I wasn’t paying much attention when Barney went to Pennsylvania in 1993 and came home with an 1867 James Cunningham and Sons hearse, the Cadillac of coach makers I would later learn. He told our Mom, “We couldn’t have it for Dad, but we are going to have it for others.”
He had already ordered a custom-made trailer and pickup to haul the hearse across the state for funerals. He had already chosen the name, Wellington Carriage Compay, after our dad Wellington Clancy. All of this before I ever saw his crudely drawn sketch of the coach, the sketch that sold me on his crazy idea.

Yet, I still didn’t get involved until he came home from a trip to Nebraska with a massive, dapple gray Percheron draft horse named Mike.

I should have given up the day Barney asked me to help him take promotional pictures at a local cemetery. That was the first time I led Mike, or should I say, Mike led me. He drug me in circles around headstones, my feet barely touching the ground.

In spite of that auspicious start I was there for that first funeral and every one thereafter.

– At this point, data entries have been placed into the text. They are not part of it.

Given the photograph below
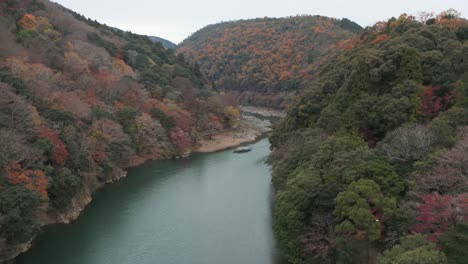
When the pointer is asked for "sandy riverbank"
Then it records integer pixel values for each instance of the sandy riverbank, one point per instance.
(249, 130)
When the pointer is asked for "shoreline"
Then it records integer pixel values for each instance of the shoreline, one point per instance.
(249, 130)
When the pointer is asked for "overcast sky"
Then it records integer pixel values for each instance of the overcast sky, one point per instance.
(177, 19)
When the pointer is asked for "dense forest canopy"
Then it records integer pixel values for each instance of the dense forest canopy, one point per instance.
(81, 101)
(265, 60)
(372, 158)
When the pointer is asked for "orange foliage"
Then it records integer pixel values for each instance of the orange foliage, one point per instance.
(381, 38)
(28, 21)
(35, 180)
(60, 153)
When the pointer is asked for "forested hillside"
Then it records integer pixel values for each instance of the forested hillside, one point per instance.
(79, 102)
(370, 164)
(264, 61)
(166, 43)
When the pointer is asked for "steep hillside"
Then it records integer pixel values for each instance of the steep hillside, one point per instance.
(263, 60)
(166, 43)
(79, 102)
(376, 150)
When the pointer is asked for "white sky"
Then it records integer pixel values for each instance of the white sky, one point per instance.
(175, 20)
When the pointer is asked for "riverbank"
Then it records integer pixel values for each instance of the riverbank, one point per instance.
(250, 129)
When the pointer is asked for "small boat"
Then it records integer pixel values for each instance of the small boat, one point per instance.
(242, 149)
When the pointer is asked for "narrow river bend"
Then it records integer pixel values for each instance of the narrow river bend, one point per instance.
(208, 208)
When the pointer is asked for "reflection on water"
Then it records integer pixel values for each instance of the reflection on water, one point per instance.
(209, 208)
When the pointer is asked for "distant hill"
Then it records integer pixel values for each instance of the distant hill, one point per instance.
(79, 103)
(166, 43)
(265, 59)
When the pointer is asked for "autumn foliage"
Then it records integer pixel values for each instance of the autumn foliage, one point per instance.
(268, 54)
(59, 152)
(35, 180)
(434, 100)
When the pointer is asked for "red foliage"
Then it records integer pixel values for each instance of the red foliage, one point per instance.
(435, 216)
(60, 153)
(461, 203)
(381, 38)
(181, 139)
(434, 100)
(35, 180)
(216, 122)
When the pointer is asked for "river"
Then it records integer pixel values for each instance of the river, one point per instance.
(208, 208)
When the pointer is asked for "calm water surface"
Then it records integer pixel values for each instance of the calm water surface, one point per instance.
(209, 208)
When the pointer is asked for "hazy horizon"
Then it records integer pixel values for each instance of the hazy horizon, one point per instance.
(175, 21)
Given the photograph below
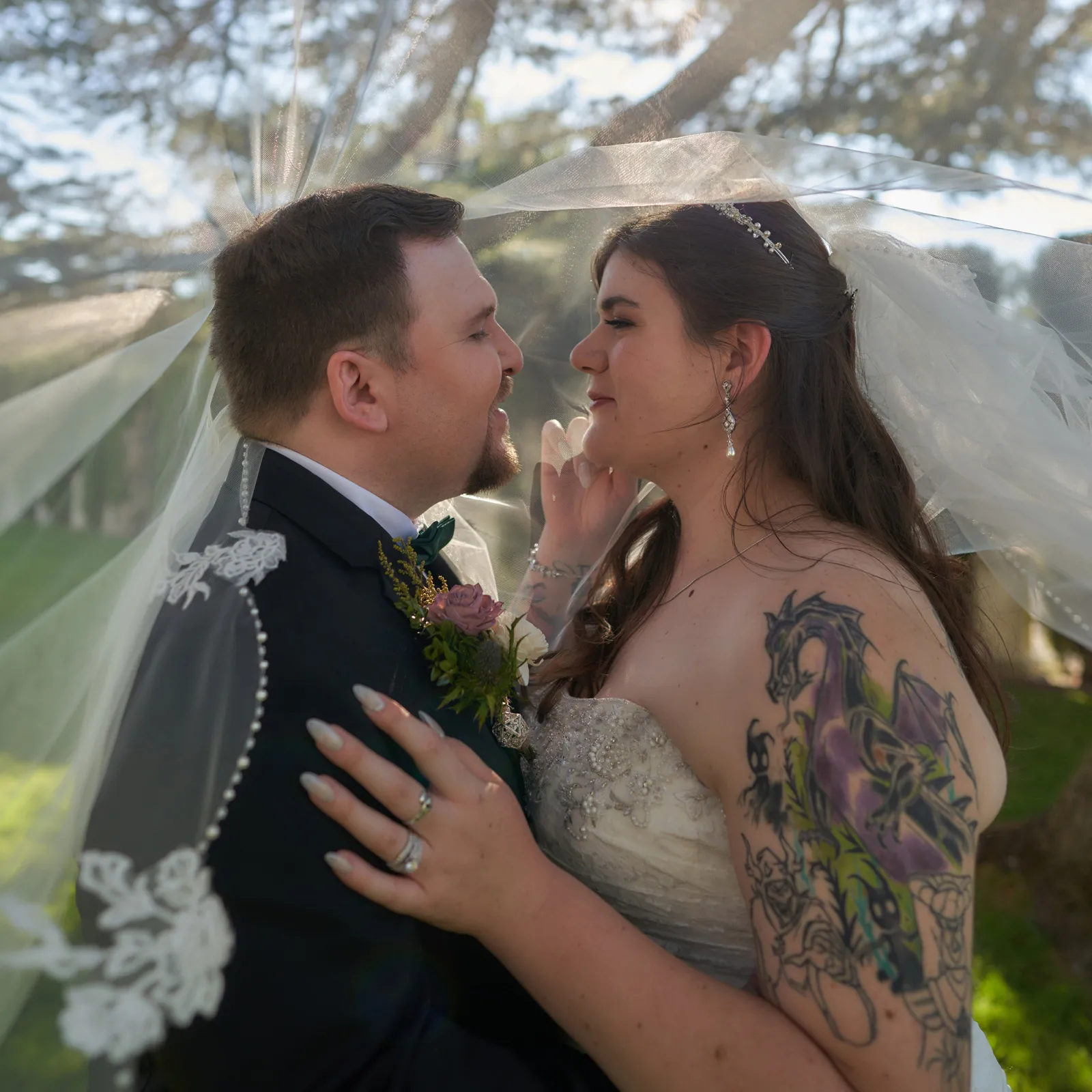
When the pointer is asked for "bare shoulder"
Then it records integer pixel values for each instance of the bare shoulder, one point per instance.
(844, 764)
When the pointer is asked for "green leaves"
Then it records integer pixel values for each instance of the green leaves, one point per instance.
(480, 672)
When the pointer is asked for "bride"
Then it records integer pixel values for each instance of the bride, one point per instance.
(764, 744)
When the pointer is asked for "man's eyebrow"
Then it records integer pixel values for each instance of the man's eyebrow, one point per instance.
(482, 315)
(612, 302)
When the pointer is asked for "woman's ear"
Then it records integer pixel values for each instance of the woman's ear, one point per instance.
(362, 390)
(748, 347)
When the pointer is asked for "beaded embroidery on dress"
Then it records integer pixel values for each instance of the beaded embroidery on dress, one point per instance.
(614, 803)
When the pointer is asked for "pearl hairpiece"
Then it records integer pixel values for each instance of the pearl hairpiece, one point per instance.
(728, 209)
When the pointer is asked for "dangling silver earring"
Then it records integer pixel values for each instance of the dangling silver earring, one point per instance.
(730, 418)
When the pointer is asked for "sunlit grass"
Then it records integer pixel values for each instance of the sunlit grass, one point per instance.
(1035, 1011)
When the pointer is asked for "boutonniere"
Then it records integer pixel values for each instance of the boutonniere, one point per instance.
(480, 652)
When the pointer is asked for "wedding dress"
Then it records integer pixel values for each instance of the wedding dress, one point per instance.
(615, 804)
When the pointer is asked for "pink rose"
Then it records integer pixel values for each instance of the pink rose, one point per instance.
(465, 605)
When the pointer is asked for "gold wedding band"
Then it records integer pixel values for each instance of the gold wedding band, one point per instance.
(409, 860)
(424, 806)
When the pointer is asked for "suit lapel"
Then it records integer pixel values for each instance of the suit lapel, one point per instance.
(324, 513)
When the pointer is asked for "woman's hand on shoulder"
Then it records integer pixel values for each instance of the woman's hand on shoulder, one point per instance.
(852, 811)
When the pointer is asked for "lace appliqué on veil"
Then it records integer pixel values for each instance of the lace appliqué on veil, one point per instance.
(248, 560)
(172, 940)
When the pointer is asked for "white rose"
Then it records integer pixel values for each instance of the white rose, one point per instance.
(531, 642)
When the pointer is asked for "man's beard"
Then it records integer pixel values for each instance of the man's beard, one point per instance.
(500, 461)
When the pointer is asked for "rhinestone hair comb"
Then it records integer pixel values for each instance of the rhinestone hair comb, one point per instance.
(728, 209)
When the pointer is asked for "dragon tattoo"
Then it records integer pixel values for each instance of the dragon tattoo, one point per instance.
(873, 840)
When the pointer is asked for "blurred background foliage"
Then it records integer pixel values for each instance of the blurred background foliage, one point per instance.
(119, 124)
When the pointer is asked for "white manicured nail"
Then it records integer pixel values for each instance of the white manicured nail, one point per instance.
(431, 723)
(339, 864)
(324, 735)
(369, 698)
(317, 788)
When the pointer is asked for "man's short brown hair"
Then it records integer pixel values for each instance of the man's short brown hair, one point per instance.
(313, 276)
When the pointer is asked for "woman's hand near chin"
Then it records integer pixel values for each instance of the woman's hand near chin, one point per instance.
(480, 870)
(584, 505)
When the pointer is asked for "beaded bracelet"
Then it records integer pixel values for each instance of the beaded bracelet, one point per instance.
(551, 571)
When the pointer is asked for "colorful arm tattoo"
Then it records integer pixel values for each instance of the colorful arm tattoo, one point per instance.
(866, 844)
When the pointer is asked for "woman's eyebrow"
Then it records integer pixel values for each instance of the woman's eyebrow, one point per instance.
(613, 302)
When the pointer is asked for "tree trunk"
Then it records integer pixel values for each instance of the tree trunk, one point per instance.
(759, 32)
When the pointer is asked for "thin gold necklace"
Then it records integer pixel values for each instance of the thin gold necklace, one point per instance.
(702, 576)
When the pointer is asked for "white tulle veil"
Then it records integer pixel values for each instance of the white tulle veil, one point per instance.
(986, 384)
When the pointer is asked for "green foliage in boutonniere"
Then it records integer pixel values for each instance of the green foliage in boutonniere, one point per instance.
(478, 651)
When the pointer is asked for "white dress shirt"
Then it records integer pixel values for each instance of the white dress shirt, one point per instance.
(393, 521)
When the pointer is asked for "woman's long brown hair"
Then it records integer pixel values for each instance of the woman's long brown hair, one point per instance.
(816, 425)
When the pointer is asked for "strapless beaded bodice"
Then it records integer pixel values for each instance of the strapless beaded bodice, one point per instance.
(614, 803)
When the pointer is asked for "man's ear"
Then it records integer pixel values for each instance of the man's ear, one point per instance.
(362, 389)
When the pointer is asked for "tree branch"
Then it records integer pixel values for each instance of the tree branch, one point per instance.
(472, 23)
(759, 32)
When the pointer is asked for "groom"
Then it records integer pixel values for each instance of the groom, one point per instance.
(358, 341)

Maybe I should have given up after that first disappointing year in business, when my brother gave up on his dream and said he was calling it quits. “You can’t,” I cried, “It has Dad’s name on it and there are people out there who have said they want it when they die.” It wasn’t a good business plan, this waiting for people to die but I took over the business any way.

There I was with a hearse, a trailer, and a horse I couldn’t lead. I wanted to give up the day I got the call for a funeral and couldn’t find anyone to help me with it. Instead I went out to the corral and said to Mike, “I’ll make a deal with you. I will feed you and take care of you forever if you will take care of me at this funeral today.” It was then that I came to understand how knights in medieval times could ride those noble Percheron horses in to battle and face death without fear.

I could write a book about Mike. But for today I will just tell you that Mike and I became like one over the course of the next thirteen years. Together we buried babies and children, school teachers, policemen, family, dignitaries, senators and lots of royalty. Well, they weren’t really royalty, just common folk whose families said we honored them like royalty.

Through wind and rain, blizzards and scorching sun, Mike and I were there. He would shelter me from the elements and I would keep the flies away from him.

I always said when Mike retired, I would retire. I didn’t count on him dying so soon. That is when I finally looked back and realized how far we’d come. Over 500 funerals in 125 different cities and towns spread across five states. I wanted to give up then, but Mike wouldn't let me because he had already chosen his replacement, his beloved Lady, another noble Percheron in whom I know Mike’s spirit lives on.

I shouldn’t be standing here with Lady today, surrounded by Marines, saluting a flag. Not just any flag, but one draped over a casket.

I still have the letter, postmarked 1994, from the director of the same National Cemetery we are standing in today.

“In reference to your inquiry about the possibility of using your horse drawn coach for services within the ---- ----- National Cemetery, I am sorry to inform you but is has been determined that this service would be inappropriate for a national cemetery operation. Thank you for the opportunity to evaluate your service.”

In a phone call appealing the decision, I argued, “Doesn’t a GI deserve the same dignity and respect afforded a Commander in Chief?”

Give us a call, they said, if you ever have a request from a veteran and we may reconsider. Very soon the first request came from a veteran’s family. The powers that be reconsidered and decided maybe it would be appropriate to allow a traditional casket escort. Dozens of times thereafter, Mike pulled that hearse, with its cargo of flag draped caskets, through sections of countless white headstones of soldiers from a different era.

That was before 9/11, Operation Enduring Freedom and Operation Iraqi Freedom. Today, as I stand among these Marines, I feel the significance of this final journey. For it is I, who will take this young hero away from his loved ones to the place where he will forever rest.

Hand over heart, I hide my tears as the Marines lift the casket and the stars and stripes disappear into the coach. I know now, why fate wouldn't let me give up.

I offer the coach seat to the family. Perhaps if they can share this ride it will ease their pain for a fleeting moment and briefly distract them from the harsh reality that will soon set in.

I urge Lady forward. “Slow as you go, Lady, maybe we can buy these parents a few more precious minutes with their son.”